Sep 7, 2016

Thoughts on the Whitman Class

Whew! The Whitman MOOC is officially done. I met some interesting people and enjoyed discussing Whitman and writing in general with them, and the professors were amazing. I learned a lot and even tried writing poetry, which was quite challenging.

For me, the best thing about the class was getting out of my comfort zone. I write speculative fiction, but for most of the class assignments I wrote about my own experiences. As the subject was writing and imaging loss, this involved ripping open some emotional scars and transforming pain into art. Writing about something that really happened to real people was harder on an emotional level, but easier on a craft level. Usually I have to make up everything from my characters to the world they inhabit. This time I knew my "characters" and I could just pick telling details from my own memories. These characters automatically sound like real people, because they are.

That raises the question, am I hiding behind my speculative fiction lens, keeping the writing at an arm's length? Or is it a good thing to have some emotional distance? Will the story become therapy if you write about very personal things?

I honestly don't know.  I do know that while I was comfortable sharing the assignments with the class, I wouldn't submit some of them to magazines, no matter how much good feedback I got. Too personal.
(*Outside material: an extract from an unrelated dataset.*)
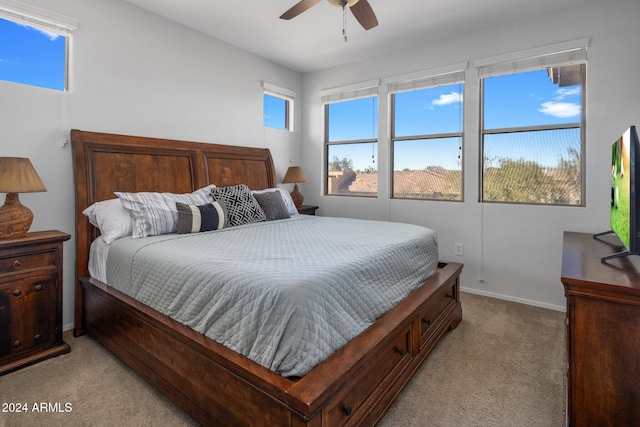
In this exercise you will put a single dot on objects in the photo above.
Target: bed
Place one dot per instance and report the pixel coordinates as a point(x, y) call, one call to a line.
point(214, 384)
On the other hand, some parts of me will always get into my writing, even if on an unconscious level. Probably people close to me can see it clearer than I can. Nonetheless, I'd like to bring that raw emotion and honesty that came through in these pieces to my speculative fiction. I think the last piece I wrote for the class struck a nice balance between fiction and documenting what really happened.

All in all, I enjoyed the experience and will absolutely take part in next year's class, assuming they have one.

I just found out that one of the students is thinking about collecting and publishing some of the work we did for the class in a poetry book, and I said I'd participate if one of the less personal pieces would do. We'll see. I'm glad she's doing it, because many of the pieces I read and gave feedback on were really moving and beautiful, so it would be a shame if only the people in the MOOC saw them.

1 comment:

  1. Nice post.
    I think many writers must have your questions, I know I do.

    The local poetry gatherings, "spoken word" go in for the very personal. Not me. If I start getting personal then surely I would run out of topics. That's what I tell myself.